La primera impresión superaba todos los cálculos. Era una calurosa tarde de noviembre; yo había llegado cinco minutos antes y esperaba abajo, en la puerta de su edificio, que fuera la hora exacta.
A las cuatro y media en punto toqué timbre, el portero eléctrico sonó, empujé la puerta y subí al noveno.
Esperé en el pasillo.
Esperé.
¡Y esperé!
Y cuando me cansé de esperar, toqué timbre en la puerta del apartamento.
Me abrió la puerta un tipo que a primera vista parecía vestido para irse de picnic: estaba en vaqueros, zapatillas de tenis y una camiseta de color naranja chillón.
—Hola —me dijo y su sonrisa me tranquilizó.
—Hola —contesté— soy Demián.
—Sí, claro, ¿qué te pasó que tardaste tanto en llegar arriba? ¿Te perdiste?
—No, no tardé.

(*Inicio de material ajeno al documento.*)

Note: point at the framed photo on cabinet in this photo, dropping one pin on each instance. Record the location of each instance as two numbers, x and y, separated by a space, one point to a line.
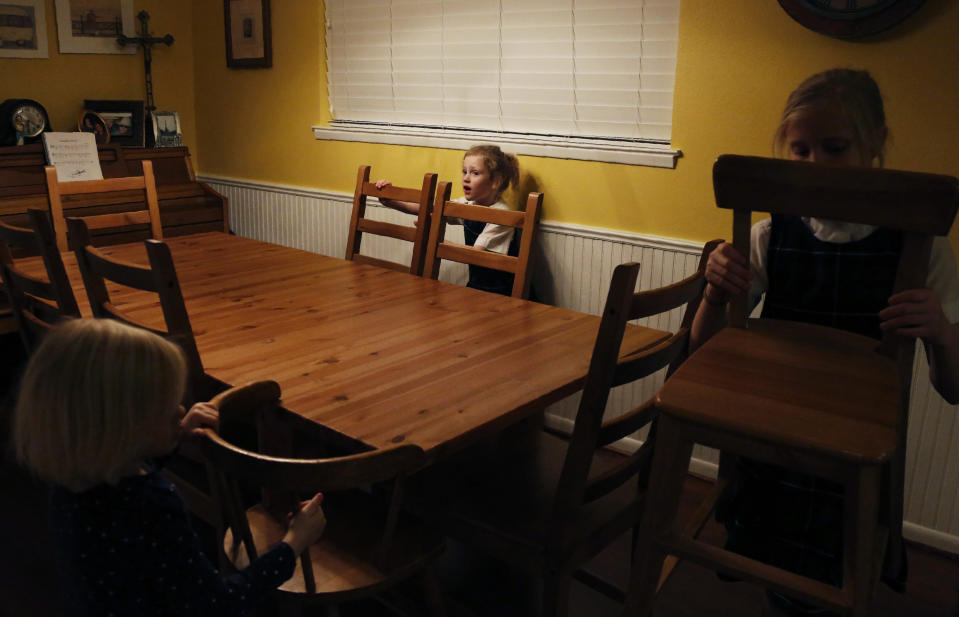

No quise tocar el timbre para no molestar… Por si estaba atendiendo…
—¿“Para no molestar”?… Así te debe ir a ti… —me devolvió.
Me quedé mudo.
Era la segunda frase que me decía y me estaba diciendo algo que sin lugar a dudas era verdad pero… ¡Qué hijo de puta!
…El lugar donde Jorge atendía (no me animaría a llamar a eso “un consultorio”), era tal como Jorge: informal, desarreglado, desprolijo, cálido, colorido, sorprendente y, para qué negarlo, un poco sucio. Nos sentamos en dos sillones frente a frente y mientras yo le contaba algunas cosas, Jorge tomaba mate (¡tomaba mate durante la sesión!).
Me ofreció uno:
—Bueno —le dije.
—Bueno ¿qué?
—Bueno, el mate…
—No entiendo.
—Que te voy a aceptar un mate.
Jorge me hizo una servil y burlona reverencia y me dijo: —Gracias, Majestad por “aceptarme” un mate… ¿Por qué no me dices si quieres un mate o no, en lugar de hacerme favores?

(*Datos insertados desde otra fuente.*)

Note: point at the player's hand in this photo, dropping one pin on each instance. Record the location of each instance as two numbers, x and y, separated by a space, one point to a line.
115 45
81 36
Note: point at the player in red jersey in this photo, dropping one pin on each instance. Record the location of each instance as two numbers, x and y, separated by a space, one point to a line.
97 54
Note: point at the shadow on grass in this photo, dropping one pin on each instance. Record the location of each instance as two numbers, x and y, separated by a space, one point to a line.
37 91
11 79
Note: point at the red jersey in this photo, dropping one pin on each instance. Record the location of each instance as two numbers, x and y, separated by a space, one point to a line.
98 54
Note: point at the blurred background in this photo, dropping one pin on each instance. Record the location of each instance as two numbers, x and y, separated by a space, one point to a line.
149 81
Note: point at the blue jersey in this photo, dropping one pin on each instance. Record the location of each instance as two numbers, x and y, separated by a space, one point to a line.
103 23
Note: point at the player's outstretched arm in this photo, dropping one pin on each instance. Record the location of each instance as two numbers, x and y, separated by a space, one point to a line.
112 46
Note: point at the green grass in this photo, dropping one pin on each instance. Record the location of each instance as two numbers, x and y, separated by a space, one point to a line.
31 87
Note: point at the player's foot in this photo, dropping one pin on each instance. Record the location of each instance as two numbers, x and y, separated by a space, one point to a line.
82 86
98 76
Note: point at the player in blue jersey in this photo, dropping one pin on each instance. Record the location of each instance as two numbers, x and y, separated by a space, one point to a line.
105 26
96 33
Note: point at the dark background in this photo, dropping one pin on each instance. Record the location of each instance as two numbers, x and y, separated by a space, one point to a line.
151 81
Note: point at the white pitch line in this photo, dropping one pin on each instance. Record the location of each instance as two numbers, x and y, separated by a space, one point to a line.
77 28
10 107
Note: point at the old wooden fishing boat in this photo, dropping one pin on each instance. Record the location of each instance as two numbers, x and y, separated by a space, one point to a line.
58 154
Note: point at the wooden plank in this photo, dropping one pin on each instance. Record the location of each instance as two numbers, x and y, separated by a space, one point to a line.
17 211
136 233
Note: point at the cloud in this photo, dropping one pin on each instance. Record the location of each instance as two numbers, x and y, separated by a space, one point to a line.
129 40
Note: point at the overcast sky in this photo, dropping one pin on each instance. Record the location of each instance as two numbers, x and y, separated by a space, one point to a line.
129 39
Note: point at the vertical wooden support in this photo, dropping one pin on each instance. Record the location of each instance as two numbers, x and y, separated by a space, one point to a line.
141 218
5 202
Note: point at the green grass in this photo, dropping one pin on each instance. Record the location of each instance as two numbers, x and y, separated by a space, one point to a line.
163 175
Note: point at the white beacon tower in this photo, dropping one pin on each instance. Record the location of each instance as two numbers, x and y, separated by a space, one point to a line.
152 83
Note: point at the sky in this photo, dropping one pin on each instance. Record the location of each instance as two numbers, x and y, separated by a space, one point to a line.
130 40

Este tipo me iba a volver loco.
—¡Sí! —dije.
Y ahora sí el gordo me dio un mate.
Decidí quedarme un poco más.
Le conté entre mil cosas que algo debía andar mal en mí, porque tenía dificultades en mis relaciones con la gente.
Jorge preguntó cómo sabía yo que el problema era mío.
Le contesté que tenía dificultades en mi casa con mi padre, con mi madre, con mi hermano, con mi pareja… y que por lo tanto, obviamente el problema debía ser yo.
Allí fue cuando por primera vez Jorge me contó “algo”.
Aprendería después, con el tiempo, que al gordo le gustaban las fábulas, las parábolas, los cuentos, las frases inteligentes y las metáforas logradas.
Según él, la única otra manera de comprender un hecho sin vivenciarlo directamente, es teniendo una clara representación interior simbólica del suceso.
—Una fábula, un cuento, o una anécdota —afirmaba Jorge—puede ser cien veces más recordada que mil explicaciones teóricas, interpretaciones psicoanalíticas o planteos formales.